One of the consequences of divorce is loneliness; at least it is for the partner who is not already in a relationship. Loneliness couple with pain can lead to making wrong relationship decision if you are not careful. It is during this period that you have to make an intentional effort to resist the temptation to use people to replace your pain.
In the past, I have observed a beautiful and educated young lady who soon after her separation got involved with a man in the community who is well known for having affairs with multiple women. At the time, I questioned her behaviour and wondered how a beautiful and intelligent woman such as herself could get involved with such a person.

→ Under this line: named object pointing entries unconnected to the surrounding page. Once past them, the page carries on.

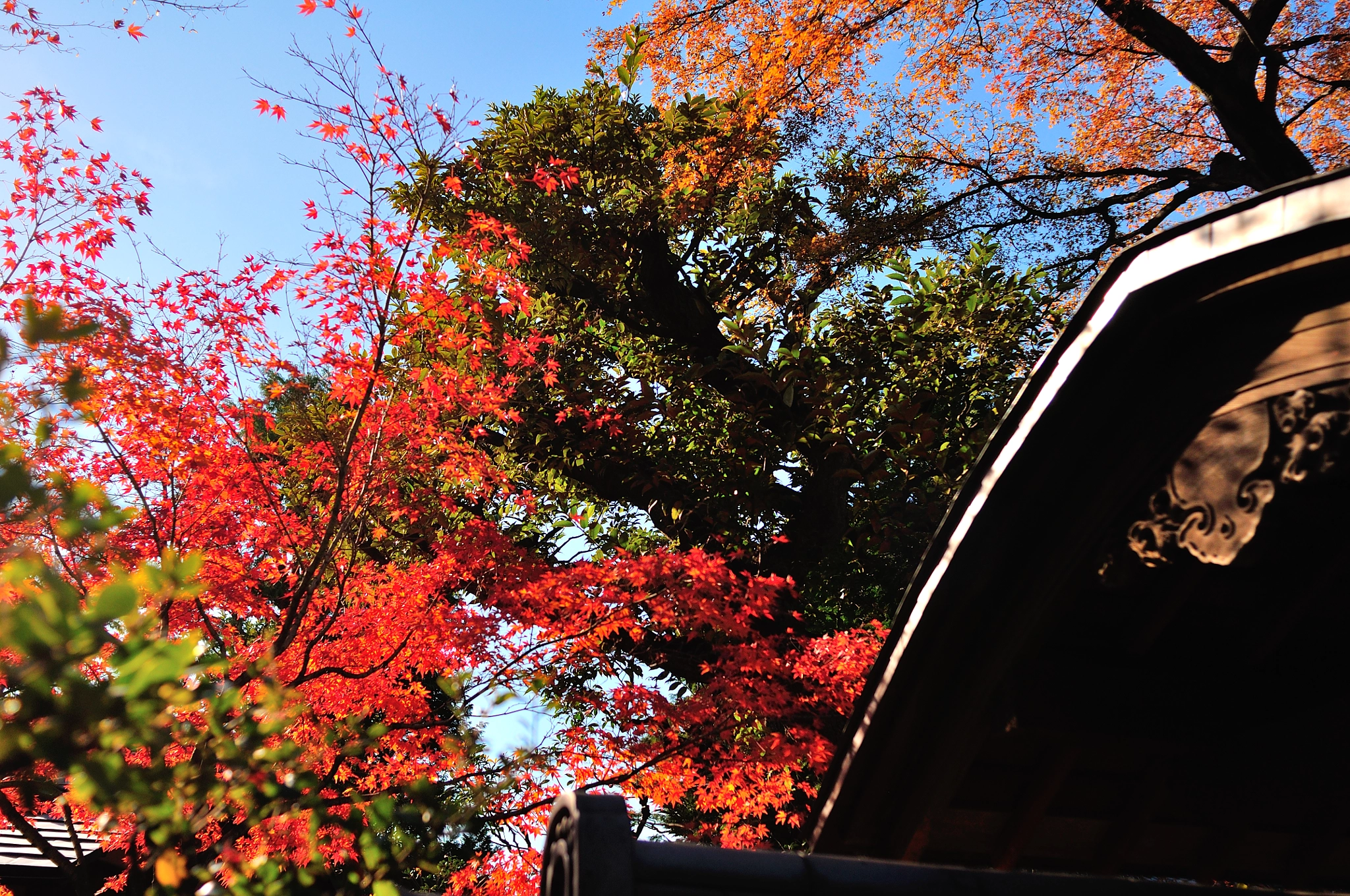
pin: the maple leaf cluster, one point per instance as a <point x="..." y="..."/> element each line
<point x="1067" y="127"/>
<point x="323" y="552"/>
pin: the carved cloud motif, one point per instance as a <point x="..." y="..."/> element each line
<point x="1210" y="505"/>
<point x="1214" y="495"/>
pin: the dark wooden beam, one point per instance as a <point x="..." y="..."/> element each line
<point x="1142" y="802"/>
<point x="1297" y="609"/>
<point x="1040" y="793"/>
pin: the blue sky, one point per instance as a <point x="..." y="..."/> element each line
<point x="179" y="107"/>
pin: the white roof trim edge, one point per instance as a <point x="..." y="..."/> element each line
<point x="1279" y="216"/>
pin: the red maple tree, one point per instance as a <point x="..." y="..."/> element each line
<point x="350" y="532"/>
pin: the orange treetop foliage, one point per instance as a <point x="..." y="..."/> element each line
<point x="1087" y="122"/>
<point x="351" y="528"/>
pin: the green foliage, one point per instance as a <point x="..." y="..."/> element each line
<point x="730" y="370"/>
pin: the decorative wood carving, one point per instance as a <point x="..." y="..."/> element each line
<point x="1218" y="489"/>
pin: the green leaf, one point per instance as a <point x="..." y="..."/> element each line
<point x="115" y="600"/>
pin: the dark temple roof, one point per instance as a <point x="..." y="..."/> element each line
<point x="1125" y="650"/>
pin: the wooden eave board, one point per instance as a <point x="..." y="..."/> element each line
<point x="1183" y="721"/>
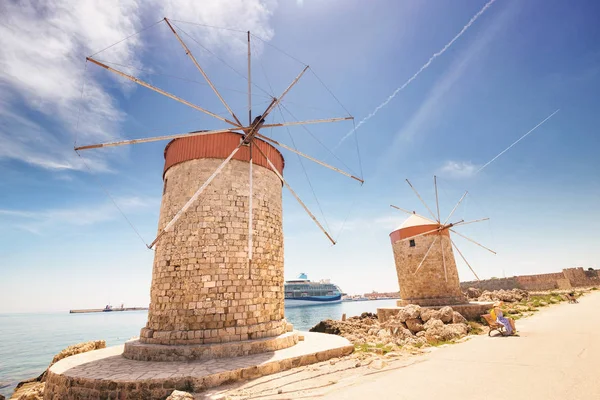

I later found out when I had to deal with my own separation and subsequently divorce why it is so easy to fall in a similar situation. When a woman is going through a bad breakup, she yearns for comfort but as a way of also protecting herself from getting hurt again she usually gravitates towards a man she knows is not available, someone who doesn’t treat her well or someone who is not ready to settle down.
Unfortunately these relationships most times don’t last. I have seen women in these kind of relationship conceived – only to break up and now have an additional child to grow up without a father. Or they find themselves trapped in an unhealthy co-dependent relationship which they can’t seem to walk away from despite the fact they are being treated like crap.
If you find yourself in one of these unhealthy co-dependent relationship after a breakup; work on regaining your self -worth, slowly break the co-dependency, realise you deserve so much better, walk away and be willing to heal first and wait until you can find a meaningful relationship.
If on the other hand, you know you are not totally healed and is tempted to enter a relationship out of loneliness, I recommend that you don’t – do not replace your pain with people because eventually you are going to have to deal with the pain for complete healing to take place; getting into a relationship prematurely will only numb but not heal. The wiser thing to do is to allow time after the break up; try not to seek from man what only God can give. God is the only one who can provide the comfort and healing that you need.
Jesus said to the woman at the well, who had five failed relationships and was presently involved with a man that was not even her husband, “ whoever drinks of the water that I will give him shall never thirst; but the water that I will give him will become in him a well of water springing up to eternal life.” The woman said to Him, “Sir, give me this water so that I will not get thirsty and have to keep coming here to draw water.” (John 4: 14 – 15). In other words she said to the Lord, if you fill the void in my life I will no longer have to seek fulfilment in wrong relationships.